Even though we may think of paste as a kind of glue, we might also be familiar with how the word is employed in digital formatting, as in “cut and paste.” The analogy is appropriate, for only something already existing can be pasted onto something else. Children, and adults too, have spent time gathering images, words, and letters which they paste together into collages, which convey meanings far different from the intent of the various sources in themselves.

Just as we can look at a scene, an object, or a person and appreciate the subject of our viewing, we can also make mental collages that change the original meaning of images by mentally bringing others into conjunction with them. For example, we could at one moment simply admire the beauty of a sunset, and at another, bring it together with thoughts about ageing, or with images of self or others who are in the later stages of life, and thereby receive a different set of perceptions even though the original subject has not changed.   

We do not cut thoughts or images from one place within us and paste them somewhere else, but we often metaphorically glue together some imaginative thoughts that affect us differently from the previously individual mental pieces. Or we might bring forth specific memories, which, when gathered, reveal to us new ideas and cause different interior movements than any one of them had suggested to us before. This capacity is, according to how we choose to exercise it, a means for greatly enhancing our lives.

Either on our own, or as suggested by others, we can take almost anything that comes to us through our senses, thoughts, and memories, and deliberately add to them a belief, ideal, or other spiritual consideration from within us. Doing so transforms the original movement into one that literally lifts our spirits to a higher and better reality without altering, changing, or denying whatever we had at first received or perceived.  

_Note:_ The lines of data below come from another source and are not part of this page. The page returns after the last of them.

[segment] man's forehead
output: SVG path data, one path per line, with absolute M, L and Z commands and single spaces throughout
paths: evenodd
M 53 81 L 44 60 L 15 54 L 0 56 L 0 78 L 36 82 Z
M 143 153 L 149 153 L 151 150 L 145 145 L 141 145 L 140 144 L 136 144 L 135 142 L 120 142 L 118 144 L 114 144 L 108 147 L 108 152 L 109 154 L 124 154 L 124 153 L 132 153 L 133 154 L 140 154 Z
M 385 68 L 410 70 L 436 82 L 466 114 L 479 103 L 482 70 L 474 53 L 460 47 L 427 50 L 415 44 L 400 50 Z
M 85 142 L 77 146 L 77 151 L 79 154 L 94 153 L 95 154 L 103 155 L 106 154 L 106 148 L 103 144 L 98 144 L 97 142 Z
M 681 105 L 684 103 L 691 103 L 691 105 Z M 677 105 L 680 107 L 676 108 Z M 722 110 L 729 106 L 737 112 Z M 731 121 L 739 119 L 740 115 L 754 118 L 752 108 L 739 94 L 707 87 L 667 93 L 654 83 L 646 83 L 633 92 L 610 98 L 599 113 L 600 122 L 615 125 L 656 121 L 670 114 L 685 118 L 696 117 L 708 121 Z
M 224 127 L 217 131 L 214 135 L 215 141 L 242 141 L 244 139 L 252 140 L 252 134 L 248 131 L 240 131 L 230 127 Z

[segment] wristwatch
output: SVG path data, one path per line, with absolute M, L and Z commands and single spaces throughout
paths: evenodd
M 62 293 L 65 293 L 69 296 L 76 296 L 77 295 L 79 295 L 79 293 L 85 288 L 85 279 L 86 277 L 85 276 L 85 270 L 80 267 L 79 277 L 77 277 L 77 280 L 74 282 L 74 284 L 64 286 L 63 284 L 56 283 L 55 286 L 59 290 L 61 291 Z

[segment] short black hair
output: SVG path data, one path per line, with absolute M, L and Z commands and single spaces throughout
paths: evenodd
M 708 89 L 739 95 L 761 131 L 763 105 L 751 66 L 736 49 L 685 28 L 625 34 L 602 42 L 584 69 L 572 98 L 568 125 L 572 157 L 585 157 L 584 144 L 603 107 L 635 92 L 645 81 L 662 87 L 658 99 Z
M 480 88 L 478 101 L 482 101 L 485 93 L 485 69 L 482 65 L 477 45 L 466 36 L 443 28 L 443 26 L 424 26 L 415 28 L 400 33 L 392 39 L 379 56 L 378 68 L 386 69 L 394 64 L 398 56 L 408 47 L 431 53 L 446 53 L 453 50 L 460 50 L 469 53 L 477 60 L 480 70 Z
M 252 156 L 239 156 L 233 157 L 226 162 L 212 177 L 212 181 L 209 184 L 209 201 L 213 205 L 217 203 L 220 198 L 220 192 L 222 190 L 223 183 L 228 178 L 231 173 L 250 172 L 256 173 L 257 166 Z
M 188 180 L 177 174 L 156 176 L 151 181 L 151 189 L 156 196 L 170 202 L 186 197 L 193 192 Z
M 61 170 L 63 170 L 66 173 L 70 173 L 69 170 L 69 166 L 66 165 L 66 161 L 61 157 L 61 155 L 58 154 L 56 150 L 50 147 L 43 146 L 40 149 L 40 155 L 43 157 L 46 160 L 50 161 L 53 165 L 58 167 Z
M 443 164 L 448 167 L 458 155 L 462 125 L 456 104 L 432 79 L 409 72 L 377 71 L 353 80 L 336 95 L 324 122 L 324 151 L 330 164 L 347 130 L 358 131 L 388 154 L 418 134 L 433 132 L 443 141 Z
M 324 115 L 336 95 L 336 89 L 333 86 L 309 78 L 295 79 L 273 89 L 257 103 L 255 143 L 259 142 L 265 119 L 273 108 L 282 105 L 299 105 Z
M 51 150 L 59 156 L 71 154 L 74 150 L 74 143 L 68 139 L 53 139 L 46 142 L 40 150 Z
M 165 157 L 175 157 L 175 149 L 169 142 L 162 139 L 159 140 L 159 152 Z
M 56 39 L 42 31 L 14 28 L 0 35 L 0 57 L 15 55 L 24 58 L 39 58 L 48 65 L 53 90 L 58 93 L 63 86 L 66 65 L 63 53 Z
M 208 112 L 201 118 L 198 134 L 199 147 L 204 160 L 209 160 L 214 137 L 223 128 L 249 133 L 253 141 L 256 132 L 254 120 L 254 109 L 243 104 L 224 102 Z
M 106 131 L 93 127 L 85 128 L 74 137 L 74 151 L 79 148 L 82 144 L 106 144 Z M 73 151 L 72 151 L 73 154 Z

Another way of observing this activity of which we are capable is to reflect on some of the ways we pray. When we recite written or memorized prayers, we might intend or “direct” them for a specific personal intention that is not contrary to the prayer but is clearly an addition, which enhances this manner of praying. When we pray spontaneously, whether in our own words or in any other way that we open our minds and hearts to God, the implicit or explicit belief that God is present, loves us, and “hears,” us, is always a blessing for us. Sometimes we receive perceptible feelings of consolation, at others a simple awareness that this moment of prayer is right, good, and true.

No training is required, nor do we need anyone’s permission, to use our ability to paste together spiritual components that are pleasing to us and to God.